Based on this facility's data, families visiting should ask: "Can I visit during a mealtime to observe dining assistance and food quality?" "How do you handle medical emergencies, and what is your hospital transfer rate?" "Can I speak with family members of current residents about their experience?"

Is Life Of Collegedale Safe?

Based on CMS inspection data, LIFE CARE CENTER OF COLLEGEDALE has a clean safety record: no substantiated abuse findings (meaning no confirmed cases of resident harm), no Immediate Jeopardy citations (the most serious violation level indicating risk of serious injury or death), and is not on the Special Focus Facility watch list (a federal program monitoring the lowest-performing 1% of nursing homes). The facility has a 4-star overall rating and ranks #1 of 100 nursing homes in Tennessee. While no facility is perfect, families should still ask about staff-to-resident ratios and recent inspection results during their visit.

Do Nurses at Life Of Collegedale Stick Around?

LIFE CARE CENTER OF COLLEGEDALE has a staff turnover rate of 36%, which is about average for Tennessee nursing homes (state average: 46%). Moderate turnover is common in nursing homes, but families should still ask about staff tenure and how the facility maintains care continuity when employees leave.

Was Life Of Collegedale Ever Fined?

LIFE CARE CENTER OF COLLEGEDALE has no federal fines on record. CMS issues fines when nursing homes fail to meet care standards or don't correct problems found during inspections. The absence of fines suggests the facility has either maintained compliance or corrected any issues before penalties were assessed. This is a positive indicator, though families should still review recent inspection reports for the full picture.

Is Life Of Collegedale on Any Federal Watch List?

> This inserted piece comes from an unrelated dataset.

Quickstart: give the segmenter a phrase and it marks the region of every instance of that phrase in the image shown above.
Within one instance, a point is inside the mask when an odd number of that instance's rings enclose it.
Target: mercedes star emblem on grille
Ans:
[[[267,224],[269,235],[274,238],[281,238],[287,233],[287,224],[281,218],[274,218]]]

LIFE CARE CENTER OF COLLEGEDALE is not on any federal watch list. The most significant is the Special Focus Facility (SFF) program, which identifies the bottom 1% of nursing homes nationally based on persistent, serious quality problems. Not being on this list means the facility has avoided the pattern of deficiencies that triggers enhanced federal oversight. This is a positive indicator, though families should still review the facility's inspection history directly.